秦の台頭
馬陵の戦いで魏が斉相手に大敗北を喫したころ、西方では秦が着実に国力を高めていました。孝公の時代に登用された法家・商鞅による富国強兵策が実を結び、一大強国にまで発展を遂げたのです。商鞅はもともと魏に仕えていた人物です。しかし魏の恵王に冷遇されたことから、活躍の場を求めて秦へと流れたのでした。
前340年、秦が魏への侵攻を開始します。魏にはもはや抗う余力はなく、あえなく敗戦。以降、亡国への道を歩むこととなりました。
やがて秦の軍事力が他国に比して圧倒的になると、他の諸国は「合従」という方策をとり、秦に対抗するようになります。
合従とは、ようは複数国による同盟のことです。1国では太刀打ちできなくても、他の諸国と連合することで強国とも対等に渡り合うことができます。実際、前333年、遊説家・蘇秦の活躍で韓・魏・趙・斉・燕・楚の6か国同盟が成立したとき、秦は15年間も軍事行動を起こすことができなかったといいます。
要衝の函谷関を攻める合従軍
2度目に合従軍が成立したのは、前318年のことでした。この合従軍を組織したのは、公孫衍という縦横家です。

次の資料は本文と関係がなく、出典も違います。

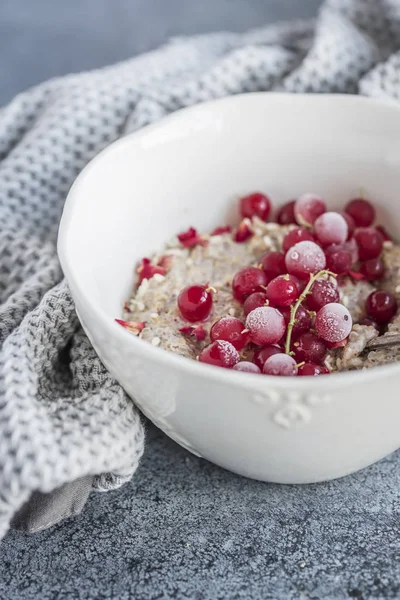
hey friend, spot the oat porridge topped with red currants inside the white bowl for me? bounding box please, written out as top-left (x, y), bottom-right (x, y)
top-left (117, 192), bottom-right (400, 376)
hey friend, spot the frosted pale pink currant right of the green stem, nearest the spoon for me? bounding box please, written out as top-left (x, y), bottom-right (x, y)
top-left (314, 302), bottom-right (353, 343)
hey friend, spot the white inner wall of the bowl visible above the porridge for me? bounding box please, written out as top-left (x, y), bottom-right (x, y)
top-left (59, 94), bottom-right (400, 319)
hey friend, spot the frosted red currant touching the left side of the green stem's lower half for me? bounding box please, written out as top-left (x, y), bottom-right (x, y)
top-left (246, 306), bottom-right (286, 346)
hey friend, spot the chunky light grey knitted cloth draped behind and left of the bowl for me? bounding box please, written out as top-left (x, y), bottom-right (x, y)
top-left (0, 0), bottom-right (400, 537)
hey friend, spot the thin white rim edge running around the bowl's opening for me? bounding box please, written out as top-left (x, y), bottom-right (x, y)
top-left (57, 92), bottom-right (400, 393)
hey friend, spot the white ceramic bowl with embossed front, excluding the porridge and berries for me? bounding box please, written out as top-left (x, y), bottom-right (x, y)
top-left (58, 93), bottom-right (400, 483)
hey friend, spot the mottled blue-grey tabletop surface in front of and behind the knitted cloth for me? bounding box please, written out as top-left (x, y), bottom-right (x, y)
top-left (0, 0), bottom-right (400, 600)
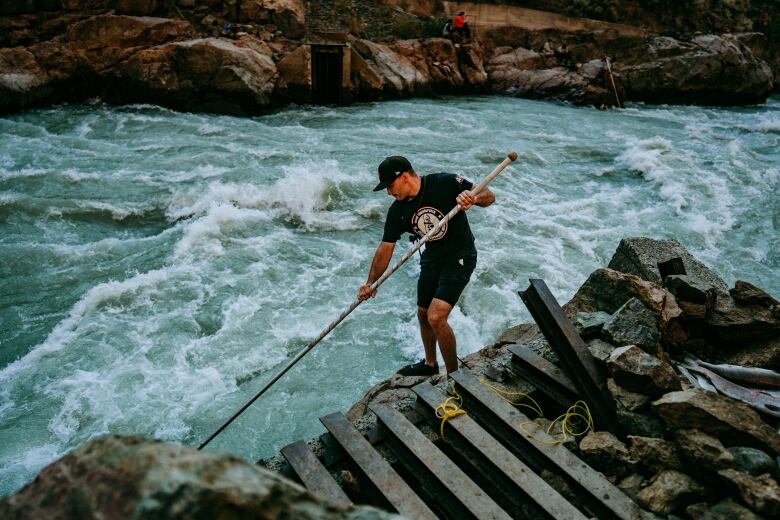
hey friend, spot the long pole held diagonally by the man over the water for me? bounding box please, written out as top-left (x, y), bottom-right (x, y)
top-left (198, 152), bottom-right (517, 450)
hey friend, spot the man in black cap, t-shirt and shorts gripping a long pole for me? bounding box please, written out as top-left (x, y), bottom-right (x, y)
top-left (358, 155), bottom-right (496, 376)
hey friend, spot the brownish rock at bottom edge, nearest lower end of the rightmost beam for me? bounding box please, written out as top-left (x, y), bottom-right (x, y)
top-left (636, 469), bottom-right (706, 515)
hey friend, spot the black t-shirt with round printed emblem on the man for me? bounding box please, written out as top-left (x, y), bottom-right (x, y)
top-left (382, 173), bottom-right (477, 264)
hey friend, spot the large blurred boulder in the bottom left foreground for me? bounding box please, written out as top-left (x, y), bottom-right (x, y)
top-left (0, 436), bottom-right (399, 520)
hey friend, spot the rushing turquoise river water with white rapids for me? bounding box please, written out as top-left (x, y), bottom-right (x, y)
top-left (0, 97), bottom-right (780, 494)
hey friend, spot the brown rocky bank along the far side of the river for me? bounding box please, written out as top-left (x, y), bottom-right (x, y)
top-left (0, 0), bottom-right (780, 114)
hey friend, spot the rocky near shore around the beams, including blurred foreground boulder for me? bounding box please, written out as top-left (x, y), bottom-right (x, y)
top-left (0, 238), bottom-right (780, 520)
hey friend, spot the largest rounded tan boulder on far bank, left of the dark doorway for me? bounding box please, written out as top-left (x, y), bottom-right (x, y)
top-left (119, 37), bottom-right (278, 114)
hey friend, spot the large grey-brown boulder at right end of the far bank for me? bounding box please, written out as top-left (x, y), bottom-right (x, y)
top-left (621, 34), bottom-right (773, 104)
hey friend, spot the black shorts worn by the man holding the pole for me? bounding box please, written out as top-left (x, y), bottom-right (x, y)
top-left (417, 255), bottom-right (477, 309)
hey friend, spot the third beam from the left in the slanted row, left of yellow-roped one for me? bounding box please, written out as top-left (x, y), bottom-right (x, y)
top-left (369, 405), bottom-right (511, 520)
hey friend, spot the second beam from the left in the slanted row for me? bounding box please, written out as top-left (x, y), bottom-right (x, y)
top-left (320, 412), bottom-right (436, 520)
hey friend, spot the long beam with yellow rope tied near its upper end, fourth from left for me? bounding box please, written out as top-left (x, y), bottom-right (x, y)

このとき秦は、縦横家・張儀の連衡策を推進。それぞれの諸国と個別に同盟を結び、諸国間の同盟を解消しようともくろみました。狙いは、魏を秦に服属させることにありました。
しかし諸国は秦の動きを警戒し、公孫衍の合従策を支持しました。
前318年、合従軍は秦領へ向けて侵攻を開始。このとき斉の出兵が遅れたため、韓・魏・趙・燕・楚の5か国で攻め入ることになりました。盟主は、楚の懐王です。
合従軍は、秦の都をおとすべく、まず函谷関へと攻め寄せます。函谷関は前361年に秦の孝公が築いた関所で、堅固な要塞として名高い場所でした。
しかし秦軍の力は圧倒的であり、合従軍はなすすべなく撃ち破られ、退却を余儀なくされてしまいました。